Spreading of Block Copolymer Films and Domain Alignment at Moving Terrace Steps

TL;DR

This paper studies how phase-separated block copolymer films spread, revealing that early spreading is controlled by activated flow at terrace steps, while later spreading follows a diffusion-like behavior, leading to aligned domain patterns.

Contribution

It introduces a new understanding of spreading dynamics in copolymer films, highlighting the role of terrace steps and domain alignment mechanisms.

Findings

Early spreading rate is controlled by activated flow at terrace steps.

Late spreading follows a diffusion-like $t^{-1/2}$ dependence.

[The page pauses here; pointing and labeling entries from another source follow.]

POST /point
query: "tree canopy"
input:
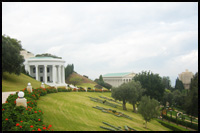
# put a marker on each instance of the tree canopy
(179, 85)
(166, 82)
(148, 108)
(102, 83)
(12, 61)
(191, 101)
(121, 93)
(152, 83)
(135, 92)
(128, 92)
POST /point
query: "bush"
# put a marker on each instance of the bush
(171, 126)
(19, 118)
(51, 90)
(181, 122)
(98, 86)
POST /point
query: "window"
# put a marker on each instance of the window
(48, 69)
(41, 70)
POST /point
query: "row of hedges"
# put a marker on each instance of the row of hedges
(181, 122)
(171, 126)
(19, 118)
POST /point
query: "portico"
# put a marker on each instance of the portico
(49, 70)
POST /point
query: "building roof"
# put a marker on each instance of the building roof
(116, 74)
(42, 58)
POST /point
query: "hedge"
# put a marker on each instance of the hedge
(180, 122)
(171, 126)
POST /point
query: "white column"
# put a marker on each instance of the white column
(59, 74)
(54, 74)
(45, 74)
(63, 74)
(36, 72)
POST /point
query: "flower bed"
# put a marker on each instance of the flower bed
(104, 102)
(114, 128)
(114, 112)
(19, 118)
(110, 99)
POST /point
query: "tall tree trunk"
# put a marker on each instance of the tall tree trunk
(146, 124)
(134, 107)
(124, 105)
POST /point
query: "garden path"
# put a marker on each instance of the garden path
(5, 95)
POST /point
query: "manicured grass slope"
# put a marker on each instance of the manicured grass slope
(72, 111)
(12, 82)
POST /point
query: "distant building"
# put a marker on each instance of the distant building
(26, 54)
(116, 79)
(186, 77)
(85, 76)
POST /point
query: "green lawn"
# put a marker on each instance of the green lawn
(72, 111)
(186, 117)
(12, 82)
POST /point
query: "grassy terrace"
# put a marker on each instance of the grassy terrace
(72, 111)
(12, 82)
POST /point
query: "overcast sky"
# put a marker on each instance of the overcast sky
(100, 38)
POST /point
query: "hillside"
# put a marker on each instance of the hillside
(12, 82)
(85, 81)
(73, 111)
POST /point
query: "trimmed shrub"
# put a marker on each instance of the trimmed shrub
(181, 122)
(171, 126)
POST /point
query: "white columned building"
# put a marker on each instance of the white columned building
(47, 69)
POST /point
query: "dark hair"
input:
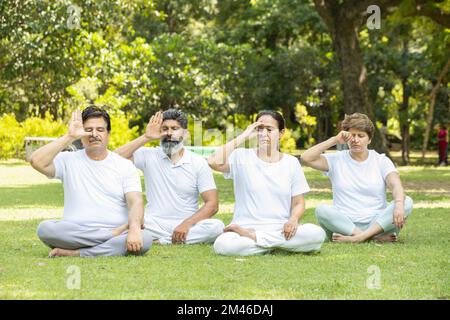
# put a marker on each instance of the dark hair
(96, 112)
(174, 114)
(274, 114)
(359, 121)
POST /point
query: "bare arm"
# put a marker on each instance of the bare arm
(42, 158)
(135, 204)
(219, 160)
(395, 185)
(209, 209)
(297, 211)
(151, 133)
(313, 156)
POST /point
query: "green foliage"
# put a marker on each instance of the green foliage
(11, 137)
(212, 59)
(13, 133)
(120, 131)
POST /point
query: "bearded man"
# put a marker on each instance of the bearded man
(174, 179)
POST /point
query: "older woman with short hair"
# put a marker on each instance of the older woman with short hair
(359, 177)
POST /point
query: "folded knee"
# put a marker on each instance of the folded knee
(147, 241)
(314, 233)
(322, 212)
(217, 227)
(408, 205)
(224, 245)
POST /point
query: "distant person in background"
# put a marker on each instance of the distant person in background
(443, 145)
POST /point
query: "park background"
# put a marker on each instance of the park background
(221, 62)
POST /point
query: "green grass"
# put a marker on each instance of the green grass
(414, 268)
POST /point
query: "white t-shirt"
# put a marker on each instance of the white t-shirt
(359, 188)
(173, 189)
(263, 191)
(94, 191)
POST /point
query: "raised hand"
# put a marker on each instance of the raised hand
(343, 137)
(153, 131)
(76, 129)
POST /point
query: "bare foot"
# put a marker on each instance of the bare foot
(118, 231)
(57, 252)
(337, 237)
(391, 237)
(249, 233)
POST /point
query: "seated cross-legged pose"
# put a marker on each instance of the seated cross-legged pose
(269, 188)
(359, 177)
(174, 179)
(103, 203)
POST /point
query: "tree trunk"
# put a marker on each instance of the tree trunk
(433, 95)
(343, 21)
(404, 121)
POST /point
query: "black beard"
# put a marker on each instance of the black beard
(169, 146)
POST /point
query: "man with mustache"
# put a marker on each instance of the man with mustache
(174, 179)
(103, 204)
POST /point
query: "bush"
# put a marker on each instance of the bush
(11, 137)
(13, 133)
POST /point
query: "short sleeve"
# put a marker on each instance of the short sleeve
(131, 179)
(205, 178)
(232, 161)
(331, 160)
(386, 166)
(299, 185)
(139, 157)
(60, 165)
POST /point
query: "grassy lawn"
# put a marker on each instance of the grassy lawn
(415, 268)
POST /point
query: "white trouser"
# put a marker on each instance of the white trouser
(205, 231)
(308, 237)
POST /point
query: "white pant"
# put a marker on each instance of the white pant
(308, 237)
(204, 231)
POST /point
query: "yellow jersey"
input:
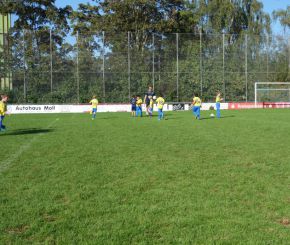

Chain hopping leads to defect-free domain alignment on terraces.

Abstract

We investigate spreading of phase separated copolymer films, where domain walls and thickness steps influence polymer flow. We show that at early stages of spreading its rate is determined by slow activated flow at terrace steps (i.e. thickness steps). At late stages of spreading, on the other hand, the rate is determined by the flow along terraces, with diffusion-like time dependence $t^{-1/2}$. This dependence is similar to de Gennes and Cazabat's prediction for generic layered liquids, as opposed to the classical Tanner's law of drop spreading. We also argue that chain hopping at the spreading terrace steps should lead to the formation of aligned, defect-free domain patterns on the growing terraces.